James Webb Space Telescope

First exoplanet image


Webb’s photo of planet HIP 65426 b.

Although the Webb telescope’s first image of an exoplanet looks like a pixelated light bulb, it actually demonstrates the observatory’s infrared prowess. The star symbol marks the exoplanet HIP 65426 b’s star, which Webb has blocked from the image.Credit: Aarynn Carter, the ERS 1386 team

Webb telescope wows with first image of an exoplanet

The James Webb Space Telescope has taken its first picture of a planet beyond the Solar System — opening a window to understanding other worlds and underscoring the telescope’s immense capabilities.

The image (shown) is of a planet called HIP 65426 b, an object similar to Jupiter, but younger and hotter, that lies 107 parsecs from Earth in the constellation Centaurus.
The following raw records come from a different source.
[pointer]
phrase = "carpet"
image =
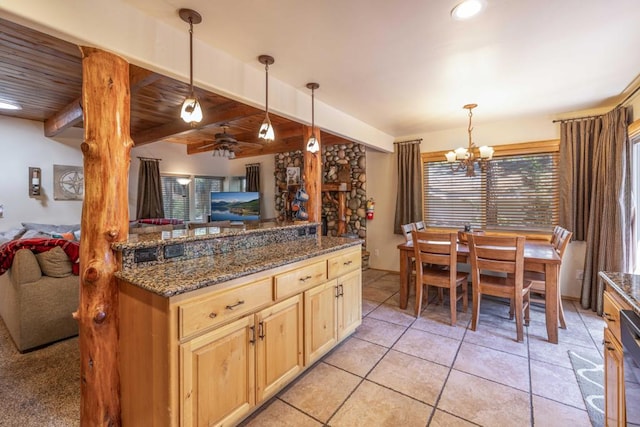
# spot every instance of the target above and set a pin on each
(590, 376)
(41, 387)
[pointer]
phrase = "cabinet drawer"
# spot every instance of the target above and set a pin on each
(339, 265)
(220, 308)
(611, 314)
(300, 279)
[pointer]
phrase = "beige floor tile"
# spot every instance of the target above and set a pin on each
(556, 383)
(356, 356)
(279, 414)
(428, 346)
(376, 294)
(494, 365)
(485, 402)
(379, 332)
(321, 391)
(442, 419)
(549, 413)
(415, 377)
(498, 339)
(373, 405)
(392, 314)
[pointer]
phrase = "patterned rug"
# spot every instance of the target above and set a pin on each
(590, 376)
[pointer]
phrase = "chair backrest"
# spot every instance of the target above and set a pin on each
(435, 248)
(497, 254)
(562, 241)
(194, 225)
(406, 230)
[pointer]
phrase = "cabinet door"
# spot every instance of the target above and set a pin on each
(320, 320)
(218, 374)
(614, 381)
(279, 346)
(349, 303)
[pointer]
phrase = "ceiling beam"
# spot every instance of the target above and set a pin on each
(71, 114)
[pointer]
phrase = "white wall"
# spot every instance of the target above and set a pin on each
(24, 145)
(382, 185)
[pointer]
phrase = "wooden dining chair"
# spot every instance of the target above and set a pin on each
(436, 256)
(497, 268)
(406, 230)
(538, 280)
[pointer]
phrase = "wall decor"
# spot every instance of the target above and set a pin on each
(68, 182)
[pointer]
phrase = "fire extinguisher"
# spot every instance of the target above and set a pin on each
(370, 207)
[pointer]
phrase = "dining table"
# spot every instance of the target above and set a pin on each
(539, 256)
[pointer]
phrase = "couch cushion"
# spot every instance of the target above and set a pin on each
(25, 267)
(55, 263)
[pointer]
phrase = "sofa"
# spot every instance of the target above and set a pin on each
(39, 290)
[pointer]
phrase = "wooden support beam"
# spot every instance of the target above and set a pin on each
(313, 176)
(105, 218)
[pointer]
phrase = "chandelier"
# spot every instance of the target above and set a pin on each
(225, 152)
(466, 158)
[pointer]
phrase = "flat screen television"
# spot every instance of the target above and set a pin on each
(235, 206)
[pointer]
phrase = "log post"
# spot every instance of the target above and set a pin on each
(313, 175)
(105, 216)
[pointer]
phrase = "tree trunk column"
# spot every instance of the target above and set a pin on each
(313, 175)
(105, 217)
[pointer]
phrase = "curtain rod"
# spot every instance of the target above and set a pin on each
(411, 141)
(633, 92)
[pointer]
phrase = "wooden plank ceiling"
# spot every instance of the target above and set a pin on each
(44, 74)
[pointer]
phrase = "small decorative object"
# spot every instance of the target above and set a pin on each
(293, 175)
(68, 182)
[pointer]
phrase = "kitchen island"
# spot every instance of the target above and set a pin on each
(211, 326)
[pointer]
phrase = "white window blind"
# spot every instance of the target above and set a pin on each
(175, 197)
(517, 192)
(204, 185)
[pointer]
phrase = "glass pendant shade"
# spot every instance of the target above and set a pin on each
(191, 110)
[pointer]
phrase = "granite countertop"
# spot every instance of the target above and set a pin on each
(174, 278)
(626, 285)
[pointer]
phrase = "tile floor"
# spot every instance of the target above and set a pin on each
(396, 370)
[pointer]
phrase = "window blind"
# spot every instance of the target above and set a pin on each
(204, 185)
(175, 197)
(517, 192)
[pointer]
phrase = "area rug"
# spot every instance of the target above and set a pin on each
(590, 376)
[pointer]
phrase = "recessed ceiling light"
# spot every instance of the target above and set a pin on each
(8, 105)
(467, 9)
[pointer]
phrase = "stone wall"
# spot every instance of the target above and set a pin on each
(342, 163)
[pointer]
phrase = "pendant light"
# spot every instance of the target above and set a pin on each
(266, 129)
(191, 109)
(312, 143)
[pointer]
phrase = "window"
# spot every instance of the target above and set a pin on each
(175, 197)
(518, 191)
(204, 185)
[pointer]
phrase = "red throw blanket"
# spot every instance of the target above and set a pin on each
(37, 245)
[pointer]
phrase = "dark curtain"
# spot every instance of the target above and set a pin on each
(253, 177)
(409, 195)
(149, 203)
(595, 195)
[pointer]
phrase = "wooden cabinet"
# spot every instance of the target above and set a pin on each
(614, 381)
(218, 374)
(280, 347)
(613, 364)
(209, 357)
(333, 310)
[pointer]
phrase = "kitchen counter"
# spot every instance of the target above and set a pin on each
(625, 285)
(173, 278)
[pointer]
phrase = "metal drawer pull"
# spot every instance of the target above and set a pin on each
(231, 307)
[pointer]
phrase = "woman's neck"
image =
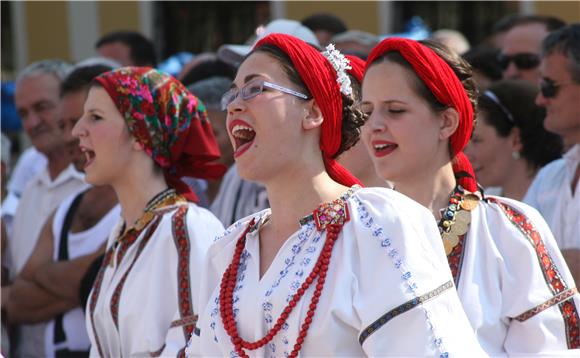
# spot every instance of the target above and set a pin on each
(372, 179)
(431, 190)
(290, 200)
(134, 195)
(518, 180)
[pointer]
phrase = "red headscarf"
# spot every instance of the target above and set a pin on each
(320, 78)
(168, 121)
(446, 87)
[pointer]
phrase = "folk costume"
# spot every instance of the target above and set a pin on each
(364, 275)
(144, 300)
(512, 280)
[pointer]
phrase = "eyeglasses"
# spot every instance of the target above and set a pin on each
(523, 61)
(254, 88)
(549, 88)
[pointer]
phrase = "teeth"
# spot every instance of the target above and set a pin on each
(239, 127)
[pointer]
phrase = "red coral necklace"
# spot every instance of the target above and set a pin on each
(318, 273)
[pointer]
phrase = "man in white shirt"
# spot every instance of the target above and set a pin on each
(37, 99)
(520, 52)
(556, 190)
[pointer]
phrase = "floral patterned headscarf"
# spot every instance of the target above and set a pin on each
(168, 121)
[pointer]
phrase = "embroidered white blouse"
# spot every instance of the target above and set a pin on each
(145, 303)
(388, 290)
(514, 284)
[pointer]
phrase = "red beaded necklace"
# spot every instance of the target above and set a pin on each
(228, 283)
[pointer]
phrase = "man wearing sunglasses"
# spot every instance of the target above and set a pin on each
(520, 54)
(555, 191)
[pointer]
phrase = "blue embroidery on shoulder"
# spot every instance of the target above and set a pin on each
(399, 263)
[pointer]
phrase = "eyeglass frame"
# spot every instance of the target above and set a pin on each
(505, 60)
(549, 88)
(266, 84)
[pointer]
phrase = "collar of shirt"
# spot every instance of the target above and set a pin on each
(572, 159)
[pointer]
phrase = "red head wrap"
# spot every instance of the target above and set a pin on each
(320, 78)
(446, 87)
(168, 121)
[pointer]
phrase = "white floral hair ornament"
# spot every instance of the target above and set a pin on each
(341, 64)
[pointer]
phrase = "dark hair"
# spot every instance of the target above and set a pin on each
(485, 60)
(141, 49)
(352, 117)
(539, 147)
(81, 78)
(505, 23)
(208, 69)
(460, 67)
(552, 23)
(326, 22)
(567, 42)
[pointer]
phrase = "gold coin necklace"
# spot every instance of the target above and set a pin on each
(456, 217)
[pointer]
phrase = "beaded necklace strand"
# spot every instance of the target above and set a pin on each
(324, 217)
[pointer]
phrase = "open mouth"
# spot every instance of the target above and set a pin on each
(243, 135)
(382, 148)
(89, 157)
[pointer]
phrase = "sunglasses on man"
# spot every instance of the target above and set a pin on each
(550, 88)
(523, 61)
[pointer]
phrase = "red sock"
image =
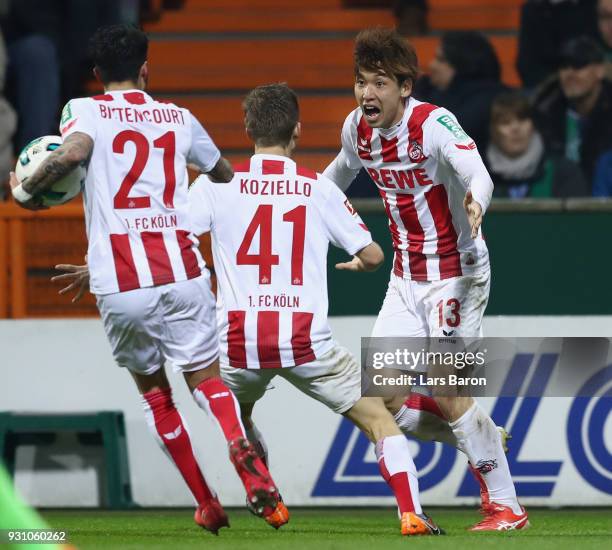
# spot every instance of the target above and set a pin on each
(424, 403)
(218, 400)
(169, 430)
(396, 467)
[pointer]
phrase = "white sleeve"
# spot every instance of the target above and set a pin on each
(345, 228)
(344, 168)
(200, 210)
(339, 171)
(203, 152)
(451, 144)
(78, 117)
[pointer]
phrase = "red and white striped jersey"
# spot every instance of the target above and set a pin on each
(422, 167)
(271, 227)
(136, 190)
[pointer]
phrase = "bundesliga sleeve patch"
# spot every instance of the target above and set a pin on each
(66, 114)
(453, 127)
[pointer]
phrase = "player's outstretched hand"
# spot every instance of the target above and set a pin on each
(77, 277)
(33, 203)
(354, 265)
(474, 212)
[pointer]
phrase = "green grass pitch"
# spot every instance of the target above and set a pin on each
(323, 529)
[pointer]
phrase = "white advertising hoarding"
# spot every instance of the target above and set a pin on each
(561, 451)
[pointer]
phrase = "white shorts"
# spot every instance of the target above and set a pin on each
(334, 380)
(175, 322)
(451, 307)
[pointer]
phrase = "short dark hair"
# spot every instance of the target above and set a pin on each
(513, 104)
(271, 113)
(118, 52)
(385, 49)
(579, 52)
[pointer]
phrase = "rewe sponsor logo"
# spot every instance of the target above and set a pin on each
(399, 179)
(415, 152)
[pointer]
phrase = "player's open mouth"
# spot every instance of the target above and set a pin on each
(371, 112)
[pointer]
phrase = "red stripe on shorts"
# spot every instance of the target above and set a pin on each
(157, 256)
(125, 268)
(267, 340)
(300, 338)
(236, 348)
(190, 260)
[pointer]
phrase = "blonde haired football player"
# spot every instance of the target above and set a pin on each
(151, 284)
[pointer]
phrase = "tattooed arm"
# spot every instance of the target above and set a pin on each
(74, 151)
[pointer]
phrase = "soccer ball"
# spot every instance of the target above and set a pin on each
(30, 158)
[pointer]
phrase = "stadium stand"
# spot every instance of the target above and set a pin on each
(205, 56)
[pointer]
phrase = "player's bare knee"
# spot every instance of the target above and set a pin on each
(195, 377)
(156, 381)
(453, 407)
(394, 403)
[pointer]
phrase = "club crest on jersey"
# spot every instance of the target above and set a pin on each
(363, 144)
(350, 207)
(415, 152)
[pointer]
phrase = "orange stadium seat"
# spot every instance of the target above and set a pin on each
(222, 116)
(305, 64)
(306, 44)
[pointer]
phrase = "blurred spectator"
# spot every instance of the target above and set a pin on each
(8, 122)
(573, 110)
(47, 47)
(604, 21)
(464, 77)
(545, 26)
(32, 30)
(602, 181)
(411, 16)
(517, 160)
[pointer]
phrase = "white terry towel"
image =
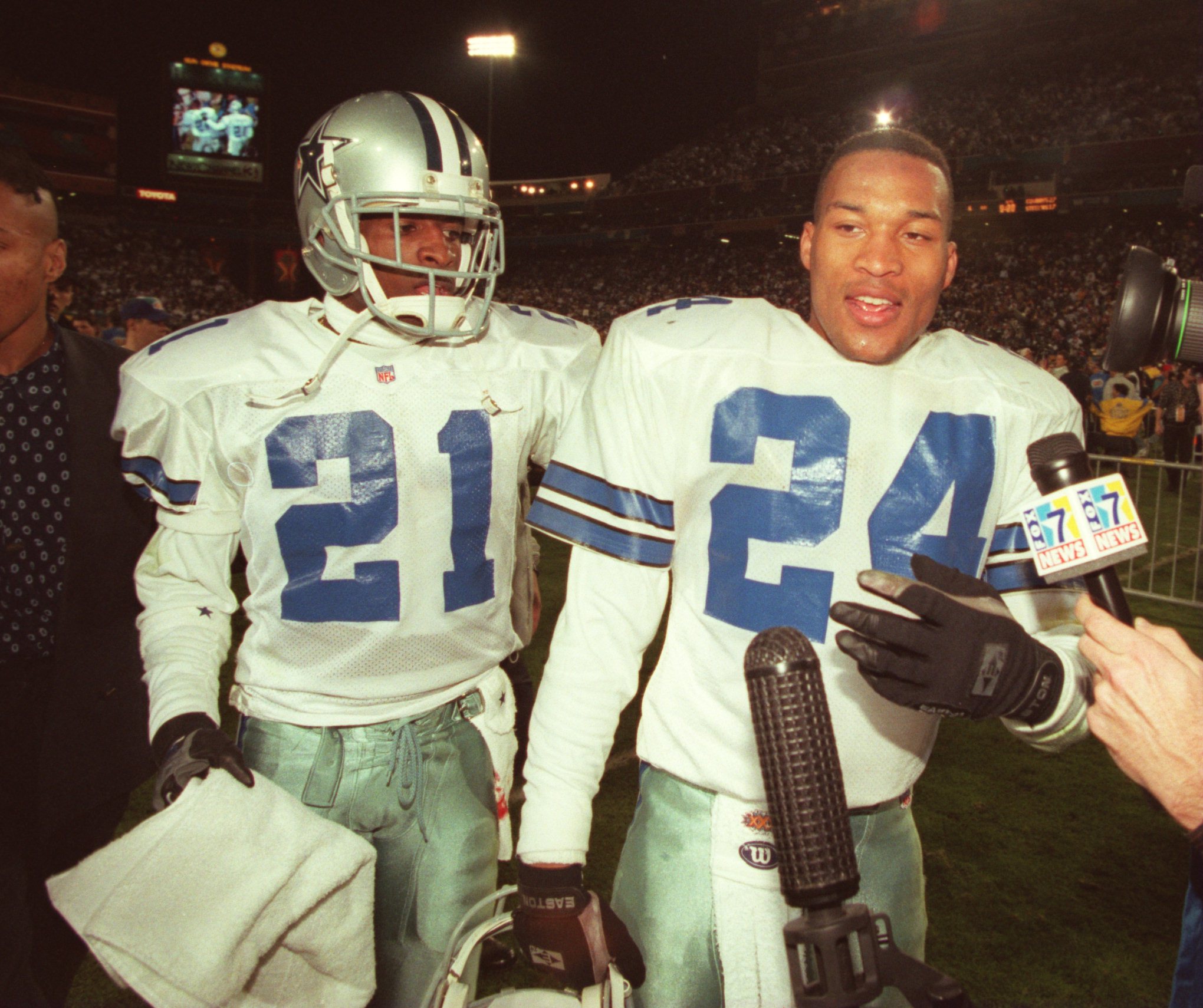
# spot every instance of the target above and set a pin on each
(230, 897)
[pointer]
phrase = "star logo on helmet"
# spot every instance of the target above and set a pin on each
(311, 156)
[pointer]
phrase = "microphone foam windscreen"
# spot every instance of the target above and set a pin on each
(800, 766)
(1051, 448)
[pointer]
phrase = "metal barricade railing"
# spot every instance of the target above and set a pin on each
(1172, 571)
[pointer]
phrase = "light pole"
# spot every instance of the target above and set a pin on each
(491, 47)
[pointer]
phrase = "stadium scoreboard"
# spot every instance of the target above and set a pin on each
(1027, 205)
(216, 129)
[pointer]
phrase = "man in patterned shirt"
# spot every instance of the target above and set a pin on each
(70, 743)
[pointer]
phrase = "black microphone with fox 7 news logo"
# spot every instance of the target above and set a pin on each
(1059, 463)
(840, 954)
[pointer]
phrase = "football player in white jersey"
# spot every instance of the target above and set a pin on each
(365, 452)
(207, 128)
(767, 463)
(188, 126)
(238, 128)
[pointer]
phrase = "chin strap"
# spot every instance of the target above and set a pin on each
(357, 327)
(313, 386)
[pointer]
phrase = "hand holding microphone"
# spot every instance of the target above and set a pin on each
(804, 785)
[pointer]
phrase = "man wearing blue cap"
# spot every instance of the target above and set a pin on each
(146, 320)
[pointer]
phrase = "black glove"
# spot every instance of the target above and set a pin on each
(965, 657)
(187, 747)
(568, 933)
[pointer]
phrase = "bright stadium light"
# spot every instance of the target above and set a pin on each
(491, 47)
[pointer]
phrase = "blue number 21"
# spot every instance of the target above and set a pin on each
(952, 453)
(365, 439)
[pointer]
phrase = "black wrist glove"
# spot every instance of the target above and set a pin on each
(187, 747)
(965, 657)
(568, 933)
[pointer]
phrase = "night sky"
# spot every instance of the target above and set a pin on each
(596, 85)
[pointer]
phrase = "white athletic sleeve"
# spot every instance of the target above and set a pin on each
(1042, 608)
(172, 460)
(610, 615)
(609, 490)
(610, 484)
(183, 581)
(562, 394)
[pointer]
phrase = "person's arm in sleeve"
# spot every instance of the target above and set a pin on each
(607, 492)
(183, 581)
(1004, 646)
(1148, 707)
(183, 577)
(610, 615)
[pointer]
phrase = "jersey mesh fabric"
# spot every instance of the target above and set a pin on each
(395, 476)
(783, 469)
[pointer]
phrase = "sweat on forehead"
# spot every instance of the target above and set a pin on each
(893, 141)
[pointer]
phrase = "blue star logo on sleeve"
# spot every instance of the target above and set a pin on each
(312, 153)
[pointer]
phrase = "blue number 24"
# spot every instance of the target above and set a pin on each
(952, 453)
(365, 439)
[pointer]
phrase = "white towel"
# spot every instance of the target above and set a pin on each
(230, 897)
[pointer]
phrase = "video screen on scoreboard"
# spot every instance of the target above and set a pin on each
(217, 122)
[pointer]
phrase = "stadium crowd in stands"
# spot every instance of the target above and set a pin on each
(1024, 106)
(109, 263)
(1048, 292)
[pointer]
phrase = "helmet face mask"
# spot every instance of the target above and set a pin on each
(400, 156)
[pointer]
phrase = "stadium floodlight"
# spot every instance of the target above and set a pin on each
(491, 47)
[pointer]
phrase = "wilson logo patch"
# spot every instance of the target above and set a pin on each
(760, 854)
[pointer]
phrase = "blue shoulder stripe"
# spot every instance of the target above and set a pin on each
(151, 472)
(1008, 539)
(577, 528)
(155, 348)
(616, 499)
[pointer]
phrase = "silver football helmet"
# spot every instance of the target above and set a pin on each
(399, 154)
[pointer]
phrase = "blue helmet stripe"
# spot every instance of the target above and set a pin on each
(430, 135)
(461, 141)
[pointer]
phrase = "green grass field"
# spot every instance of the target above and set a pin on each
(1050, 879)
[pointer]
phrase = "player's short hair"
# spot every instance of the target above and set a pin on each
(22, 173)
(889, 139)
(25, 177)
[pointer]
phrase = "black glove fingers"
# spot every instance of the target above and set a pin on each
(895, 632)
(874, 658)
(905, 694)
(949, 579)
(622, 947)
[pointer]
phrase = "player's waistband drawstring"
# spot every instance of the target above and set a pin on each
(407, 757)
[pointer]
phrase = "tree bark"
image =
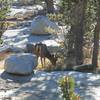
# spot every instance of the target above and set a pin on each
(79, 30)
(96, 38)
(74, 43)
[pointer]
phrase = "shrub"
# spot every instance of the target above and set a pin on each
(67, 85)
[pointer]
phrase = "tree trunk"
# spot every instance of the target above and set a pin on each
(74, 43)
(96, 38)
(50, 6)
(79, 30)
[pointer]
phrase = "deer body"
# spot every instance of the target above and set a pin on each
(42, 51)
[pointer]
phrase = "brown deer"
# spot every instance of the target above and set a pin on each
(42, 51)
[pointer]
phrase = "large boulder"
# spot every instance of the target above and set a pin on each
(21, 64)
(41, 25)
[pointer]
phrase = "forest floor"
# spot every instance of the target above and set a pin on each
(43, 85)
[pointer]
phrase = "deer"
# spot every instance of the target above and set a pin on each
(42, 51)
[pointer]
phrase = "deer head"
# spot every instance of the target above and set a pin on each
(53, 59)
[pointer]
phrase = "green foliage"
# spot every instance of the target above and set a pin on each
(67, 85)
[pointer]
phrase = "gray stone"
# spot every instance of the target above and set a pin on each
(41, 25)
(21, 64)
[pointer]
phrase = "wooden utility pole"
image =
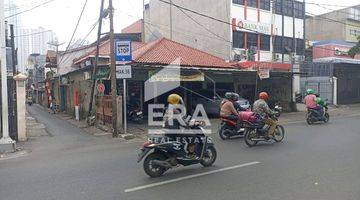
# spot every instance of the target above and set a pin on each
(113, 71)
(96, 58)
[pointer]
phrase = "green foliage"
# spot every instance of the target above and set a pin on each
(355, 49)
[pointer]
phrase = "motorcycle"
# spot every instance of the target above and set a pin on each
(313, 116)
(230, 127)
(134, 113)
(257, 131)
(29, 101)
(169, 153)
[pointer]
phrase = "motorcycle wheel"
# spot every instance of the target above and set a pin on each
(209, 158)
(327, 117)
(279, 133)
(152, 170)
(249, 135)
(222, 132)
(309, 120)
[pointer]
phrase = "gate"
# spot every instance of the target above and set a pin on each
(322, 85)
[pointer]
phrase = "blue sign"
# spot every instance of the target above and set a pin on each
(123, 50)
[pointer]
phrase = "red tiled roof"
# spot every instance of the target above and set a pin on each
(164, 51)
(135, 27)
(105, 50)
(259, 64)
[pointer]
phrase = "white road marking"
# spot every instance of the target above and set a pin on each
(189, 177)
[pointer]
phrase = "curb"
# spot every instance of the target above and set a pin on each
(17, 154)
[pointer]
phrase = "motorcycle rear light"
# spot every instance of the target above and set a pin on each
(145, 144)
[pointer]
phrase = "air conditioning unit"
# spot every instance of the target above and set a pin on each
(86, 76)
(239, 54)
(276, 57)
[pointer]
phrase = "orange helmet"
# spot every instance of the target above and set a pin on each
(264, 96)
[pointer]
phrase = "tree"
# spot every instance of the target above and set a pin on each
(355, 49)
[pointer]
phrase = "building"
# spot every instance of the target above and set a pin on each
(272, 30)
(343, 24)
(332, 49)
(27, 40)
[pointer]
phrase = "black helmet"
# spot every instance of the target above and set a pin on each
(231, 96)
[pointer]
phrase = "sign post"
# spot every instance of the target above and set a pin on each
(123, 54)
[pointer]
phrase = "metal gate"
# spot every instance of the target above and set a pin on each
(322, 85)
(12, 117)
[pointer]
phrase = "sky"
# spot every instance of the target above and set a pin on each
(61, 15)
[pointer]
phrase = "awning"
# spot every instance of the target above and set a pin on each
(263, 65)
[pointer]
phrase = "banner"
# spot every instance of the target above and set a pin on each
(167, 77)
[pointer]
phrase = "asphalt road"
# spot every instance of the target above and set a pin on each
(319, 162)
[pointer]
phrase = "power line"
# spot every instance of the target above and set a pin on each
(75, 29)
(34, 33)
(30, 9)
(207, 16)
(316, 17)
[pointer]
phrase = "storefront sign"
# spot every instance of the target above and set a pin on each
(199, 77)
(264, 73)
(123, 50)
(246, 25)
(123, 71)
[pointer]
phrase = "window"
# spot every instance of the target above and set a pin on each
(278, 7)
(252, 40)
(265, 42)
(354, 13)
(355, 32)
(299, 46)
(238, 39)
(299, 9)
(288, 45)
(288, 8)
(265, 4)
(277, 44)
(252, 3)
(240, 2)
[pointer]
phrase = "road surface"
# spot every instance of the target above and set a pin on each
(313, 162)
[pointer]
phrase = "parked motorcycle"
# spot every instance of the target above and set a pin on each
(258, 131)
(134, 113)
(170, 153)
(313, 116)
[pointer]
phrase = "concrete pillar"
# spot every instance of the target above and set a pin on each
(21, 108)
(334, 80)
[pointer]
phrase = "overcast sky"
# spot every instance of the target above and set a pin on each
(61, 15)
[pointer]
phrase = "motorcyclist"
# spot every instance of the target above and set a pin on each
(175, 104)
(261, 108)
(227, 108)
(314, 103)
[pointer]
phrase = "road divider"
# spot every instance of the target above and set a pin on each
(189, 177)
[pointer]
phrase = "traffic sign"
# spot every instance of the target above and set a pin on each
(101, 88)
(123, 71)
(123, 50)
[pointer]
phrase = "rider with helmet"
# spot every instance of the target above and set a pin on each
(175, 107)
(313, 102)
(261, 108)
(227, 108)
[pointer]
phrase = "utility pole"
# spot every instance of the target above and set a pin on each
(57, 63)
(113, 71)
(143, 24)
(4, 90)
(96, 58)
(13, 104)
(170, 19)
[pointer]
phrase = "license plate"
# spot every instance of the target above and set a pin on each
(142, 154)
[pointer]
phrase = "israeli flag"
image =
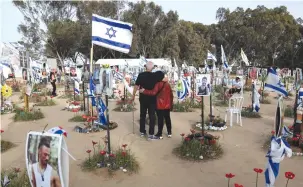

Although it looks like a pixelated light bulb, it is the first exoplanet image ever taken at deep infrared wavelengths, which allow astronomers to study the full range of a planet’s brightness and what it is made of (the star symbol marks HIP 65426 b’s star, whose light the telescope blocked).

“It gives us wavelengths we’ve never seen planets at before,” says Beth Biller, an astronomer at the University of Edinburgh, UK, and a member of the discovery team. The image was reported in a paper on a preprint server on 31 August (A. L. Carter et al. Preprint at https://arxiv.org/abs/2208.14990; 2022); the study has not been peer reviewed.

Astronomers know of more than 5,000 exoplanets, but they have taken pictures of only around 20. Imaging exoplanets directly is difficult, because they are often lost in the glare of the star around which they orbit.

But observing them at infrared wavelengths, as Webb does, helps to boost the contrast between star and planet. “You’re in the regime where planets are brightest and stars are dimmest,” says Aarynn Carter, an astronomer at the University of California, Santa Cruz, and lead author of the preprint.

In July this year, Carter’s team used instruments on Webb to physically block the light from HIP 65426 b’s star, allowing the planet to pop into view. HIP 65426 b orbits its star at roughly twice the distance that Pluto orbits the Sun.

Unlocking the extra infrared wavelengths allowed the astronomers to better understand how much energy the planet’s atmosphere radiates. That, in turn, allowed them to use models of stellar evolution to pin down its mass to 7 times, and its radius to 1.45 times, that of Jupiter.

HIP 65426 b is probably around 14 million years old, making it “a baby Jupiter”, Biller says. Our Solar System is around 4.5 billion years old.